David Yoo’s work “The Choke Artist” is reminiscent of the seminal work by Barbara Ehrenreich, Nickel and Dimed,[2] in that, both authors accept menial labor in pursuit of their art. Additionally, Yoo’s work is overlaid with urgent Korean-American immigrant angst, which though presented humorously, nevertheless has a ring of bitter truth, as evident in the quote from Emily Dickinson cited in Yoo’s book, “I like a look of Agony, Because I know it’s true.”

Publishers Weekly opined, “But just as readers are ready to dismiss him as a perennial screw-up, he deftly brings his experiences back to the rawness of his family struggles and he articulates that rarest of memoir experiences: a truly poignant, unexpected epiphany.”[3]
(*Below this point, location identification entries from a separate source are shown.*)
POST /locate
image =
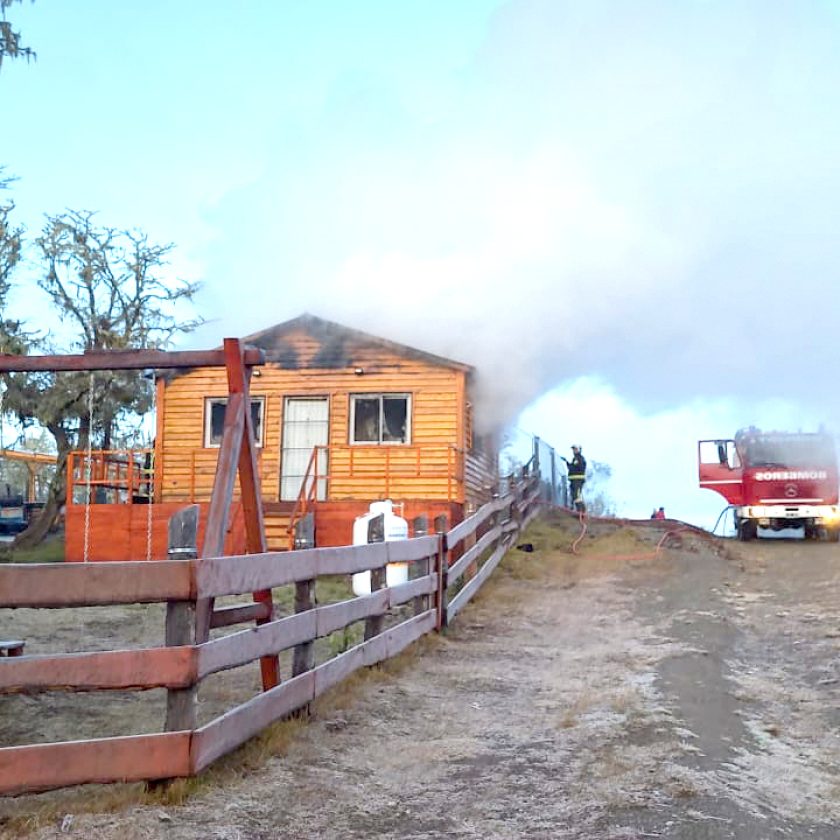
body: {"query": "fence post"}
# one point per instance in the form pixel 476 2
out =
pixel 376 533
pixel 180 618
pixel 303 658
pixel 443 571
pixel 420 527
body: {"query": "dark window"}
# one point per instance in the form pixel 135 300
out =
pixel 214 419
pixel 379 418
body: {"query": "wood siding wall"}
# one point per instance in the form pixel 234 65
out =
pixel 185 468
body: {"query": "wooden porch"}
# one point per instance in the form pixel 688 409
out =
pixel 118 504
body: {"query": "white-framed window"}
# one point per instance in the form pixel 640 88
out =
pixel 214 420
pixel 380 418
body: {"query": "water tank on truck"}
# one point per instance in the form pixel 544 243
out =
pixel 395 528
pixel 775 481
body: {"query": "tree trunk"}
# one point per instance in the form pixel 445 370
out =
pixel 40 525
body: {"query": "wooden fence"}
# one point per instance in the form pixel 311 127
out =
pixel 438 591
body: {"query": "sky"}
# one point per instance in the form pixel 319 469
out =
pixel 623 214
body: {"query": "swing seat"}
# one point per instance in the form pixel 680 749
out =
pixel 12 647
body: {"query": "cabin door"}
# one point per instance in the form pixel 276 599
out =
pixel 306 424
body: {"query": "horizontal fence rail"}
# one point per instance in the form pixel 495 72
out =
pixel 450 567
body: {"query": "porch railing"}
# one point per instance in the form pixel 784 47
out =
pixel 381 467
pixel 116 475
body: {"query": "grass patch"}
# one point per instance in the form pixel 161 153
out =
pixel 51 550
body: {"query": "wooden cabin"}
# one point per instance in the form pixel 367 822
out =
pixel 341 419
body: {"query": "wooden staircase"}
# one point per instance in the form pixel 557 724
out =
pixel 276 529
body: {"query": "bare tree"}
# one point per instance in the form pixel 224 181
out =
pixel 109 290
pixel 10 45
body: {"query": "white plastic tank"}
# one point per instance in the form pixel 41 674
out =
pixel 396 528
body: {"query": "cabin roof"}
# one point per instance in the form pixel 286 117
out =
pixel 336 340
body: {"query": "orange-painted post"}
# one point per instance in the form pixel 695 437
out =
pixel 129 469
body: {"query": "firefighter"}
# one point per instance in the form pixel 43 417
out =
pixel 577 476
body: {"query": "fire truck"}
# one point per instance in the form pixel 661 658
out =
pixel 775 480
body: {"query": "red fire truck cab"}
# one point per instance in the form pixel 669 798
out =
pixel 775 480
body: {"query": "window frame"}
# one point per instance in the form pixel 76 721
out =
pixel 381 395
pixel 208 420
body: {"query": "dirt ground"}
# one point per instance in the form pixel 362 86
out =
pixel 693 695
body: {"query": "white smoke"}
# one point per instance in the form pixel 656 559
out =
pixel 645 192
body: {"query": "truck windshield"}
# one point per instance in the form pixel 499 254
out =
pixel 789 451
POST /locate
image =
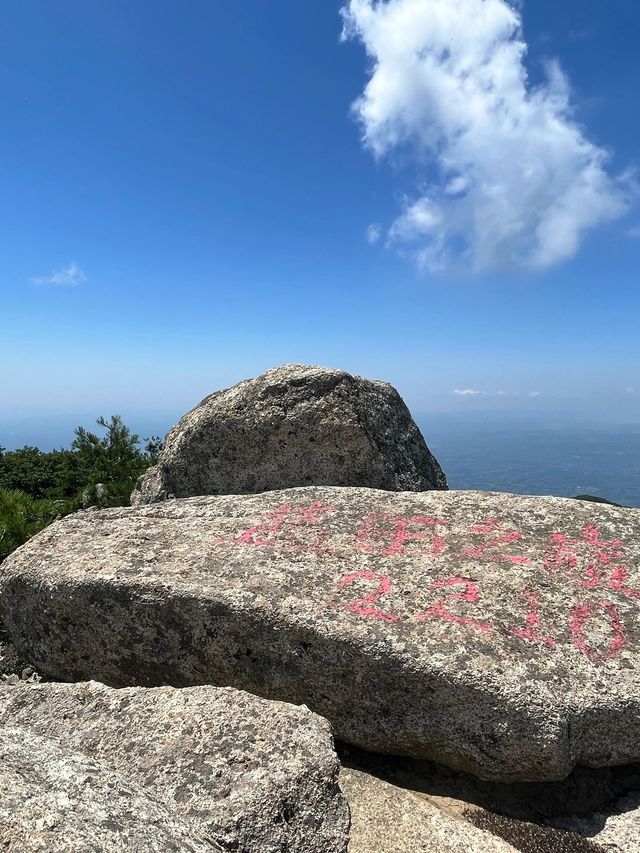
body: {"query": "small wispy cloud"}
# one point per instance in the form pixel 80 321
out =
pixel 504 174
pixel 582 34
pixel 70 276
pixel 374 232
pixel 472 392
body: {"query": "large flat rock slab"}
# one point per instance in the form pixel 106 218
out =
pixel 494 633
pixel 215 765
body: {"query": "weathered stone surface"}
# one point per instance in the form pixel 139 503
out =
pixel 585 813
pixel 388 819
pixel 614 833
pixel 493 633
pixel 253 775
pixel 293 426
pixel 56 800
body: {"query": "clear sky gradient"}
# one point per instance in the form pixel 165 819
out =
pixel 187 200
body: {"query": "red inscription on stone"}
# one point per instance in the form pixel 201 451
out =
pixel 389 535
pixel 532 631
pixel 470 594
pixel 580 617
pixel 366 606
pixel 287 525
pixel 492 549
pixel 591 562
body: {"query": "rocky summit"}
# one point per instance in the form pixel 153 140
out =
pixel 85 767
pixel 490 632
pixel 293 426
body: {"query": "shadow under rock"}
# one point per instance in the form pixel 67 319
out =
pixel 519 812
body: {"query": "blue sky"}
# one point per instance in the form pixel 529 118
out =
pixel 188 199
Celeste Headlee of National Public Radio (NPR) commented: “Yale law professor and author, Amy Chua, scored a best seller last year with her memoir, "The Battle Hymn of the Tiger Mother."[4] In it, she describes herself and other so-called Tiger Mothers who go to almost any length to push their kids toward perfection, holding back dinner until she nails that violin cadenza, threatening to put him out for being disobedient or demanding that she get straight As and become a doctor or a lawyer or maybe both.

But, as even Amy Chua found out, not all kids are willing to march to the drum of the tiger mother. Take Korean-American David Yoo. Growing up, he made a point not to study, not to excel at school. Instead, he poured his efforts into trying to fit in with the white kids. How that all turned out is the subject of his memoir. It's called "The Choke Artist: Confessions of a Chronic Underachiever."”[5]

References

  1. David Yoo (2012). The Choke Artist. Grand Central Publishing. p. 114. ISBN 978-0-446-57345-0.
  2. Barbara Ehrenreich (2001). Nickel and Dimed. Granta Books. pp. 001–221. ISBN 1-86207-521-2.
  3. Publishers Weekly Author (2021-06-01). "The Choke Artist". Publishers Weekly. Retrieved 6 June 2021. {{cite web}}: |author= has generic name (help)
  4. Amy Chua (2011). Battle Hymn of the Tiger Mother. Penguin Press Hard Cover. pp. 001–256. ISBN 978-1-59420-284-1.
  5. Celeste Headlee (2012-09-24). "'Choke Artist' On Lowering Expectations". national Public Radio (NPR). Retrieved 27 May 2021.